In my travels over the years, I never opted for a week at a dig, nor did I come across digs that allowed wanderers. The several-acre site of Vulci, its unearthed roads, public plazas, places of business, government buildings and homes was closed for the winter but not closed to paying interlopers. Such a find. We were given a map at the parking area where we were the only car in sight and invited, for a 9-euro ticket, to wander along the paths and exposed roads of the major dig. We made our way down dozens of steps, down and down into the earth where the archeological diggers had spooned out bedrooms and saunas—sophisticated water systems—storage areas, frescoed hallways, living room flooring of mosaic as neat and perfect-looking as the day it was laid.

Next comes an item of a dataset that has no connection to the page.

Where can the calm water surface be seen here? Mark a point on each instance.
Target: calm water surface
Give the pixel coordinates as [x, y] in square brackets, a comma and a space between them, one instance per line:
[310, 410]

The Etruscans—early, early Italians—had obviously been around for a while. They had advanced to great roads and walls made of cut rock so big it was puzzling how they moved it. Entering the town through a 50-foot-high arch staggered my imagination. What kind of engineers had they educated? The town is precisely laid out to accommodate pillared homes with dozens of rooms, open terraces, views toward the Thyrrenean Sea. They made intricate copper, silver and gold jewelry, pottery not merely functional but arty as well—they obviously had reached a level of existence not inferior to ours.

Their burial grounds are caverns deep in the earth—many-roomed labyrinths filled with all the accoutrements of the living—beds, water jugs, jewelry, all the necessities for the next world.

This town supported 20,000 inhabitants several millenia before Christ would come on the scene not too far off at the other end of the Mediterranean. The prosperous Vulci merchants traded with Greeks, middle eastern ports, the Iberian peninsula, coastal Africa. On the Italian peninsula, their territory covered most of the western coast of Italy and across the middle of the boot in a wide swath to Venice in the northeast along the Adriatic Sea.

As it hints in the historical literature written to lure tourists, the impressive Etruscan Vulcians were pressing grapes and olives for their fine dining long before Romulus and Remus were suckling Rome into its childhood.

In fact, Vulci was the template for the Roman Empire’s success with roads, aqueducts, politics, architecture.

And for me, Vulci and its extravagant civilization was a truly informative humbility, as Mr. Rodgers might have said. It’s the kind of place that put 21st-century me in my place; in other words, not quite so important, advanced, sophistiqué as I might have imagined my world to be.